【新】『東大阪むかしむかし』
たいこ台担こか、だんじり曳こか(後編)

1850(嘉永3)年のこと、横小路村の若い者たちが、「だんじり」を一台買い求めました。
若者組で必死になって金を集め 、しかも庄屋たちには内緒で、それも祭り衣装まで一式そろえて。
「祭りにだんじり曳きたいんや!!」
このようなこと隠しておけるわけもなく、すぐに領主の耳に入り、たちまち「不届きにつきだんじり召し上げ、以後自侭すまじき事」 と、きびしいお達しが下され、村の衆70名連名で詫び状を書かされたのです。
当時の横小路村は、旗本たちの知行地で、しかも一つの村に3人もの領主がいて、3人それぞれが年貢を取るので、当然取り立ても厳しく「百姓は生かさず殺さず祝い事の時ですら酒は三献まで」と定め書きに決められているほど、ましてや祭り、ましてや 「だんじり」 など、ゆるされようはずもありません。
それなのに、となり村から「だんじりを買いたい」と話がでるや、領主たちはだんじりを売り払って代金を懐に納めてしまいました。
これで収まらぬのは若者組、血のにじむ思いで拵えた金で買うた 「だんじり」 をむざむざ取り上げられて、若い衆たちの心の奥には、めらめらと憤りが熾火のように眠っていたのでした。

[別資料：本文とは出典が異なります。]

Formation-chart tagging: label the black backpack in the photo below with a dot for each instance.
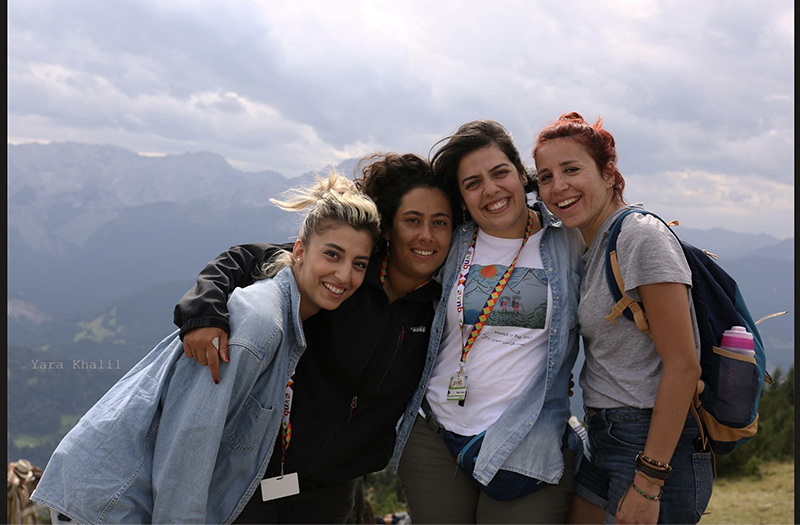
(725, 402)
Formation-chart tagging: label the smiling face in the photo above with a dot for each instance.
(419, 238)
(573, 187)
(330, 267)
(493, 192)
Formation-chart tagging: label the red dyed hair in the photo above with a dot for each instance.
(597, 142)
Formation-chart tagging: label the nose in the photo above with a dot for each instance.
(426, 232)
(343, 273)
(489, 187)
(559, 183)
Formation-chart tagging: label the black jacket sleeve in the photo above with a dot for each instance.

またしても若者組は金を工面して、再び 「だんじり」 を買い求めました。
庄屋たちは驚いて、直ぐにだんじりを売り払うよう言いつけます。
若者組はこんどは頑として聞き入れず、若者組・庄屋たちの間でにらみ合いが続きました。
しかしもうこの時は明治維新も目の前に迫っており、もはや領主たちもだんじりごときにかかずらわっておれる状態でもなかったのです。

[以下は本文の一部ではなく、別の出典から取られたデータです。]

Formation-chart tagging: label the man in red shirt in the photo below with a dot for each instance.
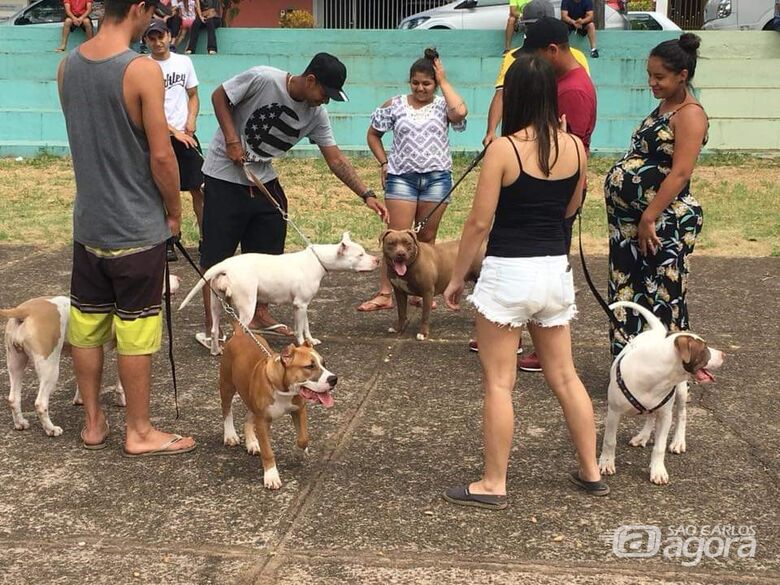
(549, 38)
(76, 16)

話し合いの結果、 「9月15日の祭りの日、一日だけ神前にて組ませる」ということで折り合いをつけました。
1日だけ曳いたら、16日には村へ納めておくことで、認められたのです。
そしてついに、9月15日の祭りの日。
氏神さまの神前には、揃いの衣装に身に包んだ若い衆たちが勢ぞろい。
美しく飾りつけた 「だんじり」 を曳きまわしている姿を、生駒の山もほほえみを浮かべて眺めていたのでした。